Tap into government resources
As you plan your global development, take advantage of third-party resources such as the U.S. Department of Commerce and sourcing agents experienced in your industry. Partners like these can get you the intelligence you need about suppliers and costs:
- The United States International Trade Commission (USTIC) is a federal agency with information on trade shifts and tariffs, including the official Harmonized Tariff Schedule (HTSA). Information on import injury and intellectual property violation investigations is housed there as well. (www.usitc.gov).
- The International Trade Administration (ITA) works to improve the global business environment and help businesses compete abroad with country and regional experts and field staff along with country-specific export promotion and market access support. The ITA also promotes the United States as an investment destination. (www.trade.gov).
- The U.S. Customs and Border Protection Agency (CBP) offers in-depth information on how to avoid potential problems with the clearance of imported goods. CBP offers the Automated Commercial Environment (ACE) tool to determine import admissibility using import and export reporting provided by the trading community. (https://www.cbp.gov/trade).
Practical financial tools
Businesses use a set of risk management tools to balance their ability to compete globally with their need to protect profits and optimize working capital. Manage currency risk with foreign exchange (FX) services to:
- Reduce the risks of currency shifts for offshore revenues and profits.

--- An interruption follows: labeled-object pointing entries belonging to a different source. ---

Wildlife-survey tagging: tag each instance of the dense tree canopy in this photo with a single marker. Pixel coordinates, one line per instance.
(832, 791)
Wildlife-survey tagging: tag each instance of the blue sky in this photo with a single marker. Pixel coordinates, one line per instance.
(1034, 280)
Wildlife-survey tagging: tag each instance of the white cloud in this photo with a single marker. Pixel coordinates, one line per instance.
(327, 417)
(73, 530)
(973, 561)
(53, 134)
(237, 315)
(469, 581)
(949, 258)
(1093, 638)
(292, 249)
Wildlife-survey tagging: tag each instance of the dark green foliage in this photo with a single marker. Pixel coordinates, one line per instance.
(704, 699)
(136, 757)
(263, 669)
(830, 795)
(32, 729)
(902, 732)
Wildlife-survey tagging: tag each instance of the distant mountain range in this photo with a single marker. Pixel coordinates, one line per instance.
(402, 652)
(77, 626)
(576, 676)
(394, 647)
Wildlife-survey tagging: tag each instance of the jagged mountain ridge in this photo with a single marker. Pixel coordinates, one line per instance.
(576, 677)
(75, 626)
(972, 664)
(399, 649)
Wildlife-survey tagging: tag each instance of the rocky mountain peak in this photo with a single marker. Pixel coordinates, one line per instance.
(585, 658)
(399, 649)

- Offer an opportunity to control foreign currency conversion, even when paying in US Dollars, and gain pricing advantages.
Secure payment solutions
- Provides a cost-effective alternative to letters of credit that don’t tie up a company’s line of credit.

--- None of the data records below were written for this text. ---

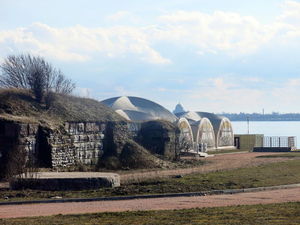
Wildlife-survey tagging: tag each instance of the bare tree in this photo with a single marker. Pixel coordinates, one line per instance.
(35, 74)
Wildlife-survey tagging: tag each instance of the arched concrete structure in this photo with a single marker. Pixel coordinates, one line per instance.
(223, 129)
(186, 139)
(225, 135)
(204, 134)
(139, 109)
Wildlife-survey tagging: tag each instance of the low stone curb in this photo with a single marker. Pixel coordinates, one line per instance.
(189, 194)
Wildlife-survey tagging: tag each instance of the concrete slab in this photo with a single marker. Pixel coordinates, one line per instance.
(65, 180)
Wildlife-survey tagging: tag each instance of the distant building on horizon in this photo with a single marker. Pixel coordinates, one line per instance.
(178, 109)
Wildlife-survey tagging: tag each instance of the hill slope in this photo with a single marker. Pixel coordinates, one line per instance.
(20, 105)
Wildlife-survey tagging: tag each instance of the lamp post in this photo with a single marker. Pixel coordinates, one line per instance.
(248, 123)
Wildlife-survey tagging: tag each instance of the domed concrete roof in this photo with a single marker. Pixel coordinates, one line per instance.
(139, 109)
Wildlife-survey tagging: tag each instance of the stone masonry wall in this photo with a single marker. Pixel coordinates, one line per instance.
(15, 135)
(82, 143)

- Offers more protection than open account terms, reducing risk exposure versus payment in advance.
- Assures prompt payment to the supplier's bank once bill of exchange and shipping documents are provided.
CURRENCY RISK MANAGEMENT STRATEGY QUESTIONS
- Are we taking full advantage of the savings made possible by paying in local currency?

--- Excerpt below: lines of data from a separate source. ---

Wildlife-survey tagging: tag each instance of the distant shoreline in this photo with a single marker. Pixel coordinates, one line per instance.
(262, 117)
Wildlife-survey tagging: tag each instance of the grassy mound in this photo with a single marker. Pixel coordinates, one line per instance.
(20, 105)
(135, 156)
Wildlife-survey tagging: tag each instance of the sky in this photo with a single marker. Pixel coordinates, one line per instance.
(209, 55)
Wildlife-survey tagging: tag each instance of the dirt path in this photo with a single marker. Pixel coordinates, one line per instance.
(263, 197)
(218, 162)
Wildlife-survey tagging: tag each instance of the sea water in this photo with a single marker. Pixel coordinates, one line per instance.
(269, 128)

- Will a dual currency billing strategy allow us to lock in rates and realize lower costs?
- How will a strong or weak dollar affect our position against the competition?
- How will a strong or weak dollar impact our strategic business plans?
- Are we hedging our foreign exchange (FX) exposure?
- Will our FX hedging strategies remain effective in a changing market environment?
- Do we have adequate capacity for our foreign exchange transaction activities?
Letters of credit
- Provides a universally-accepted form of payment that reduces payment risks for importers and exporters.
- Assures importers that the exporter must follow payment terms set out in the letters of credit.
- Allows exporters to get a measure of assurance that they will be paid once they ship the product according the letters of credit terms.
Supply chain finance
- Improves cash flow by linking importer, supplier and banks together to finance imported goods as they move from country of origin to the U.S.
- Helps lessen the burden on suppliers by offering U.S. financing based on the creditworthiness of the importer.
- Includes a variety of solutions from asset-based lending and factoring to inventory finance and payables discounting.
Expertise matters in trade
Build long-term partnerships with knowledgeable experts when embarking or expanding your company's global business opportunities. The key to success is to find and work with partners who can simplify the complexity of global business and accelerate your progress by bringing years of trade experience and local market knowledge to your management team.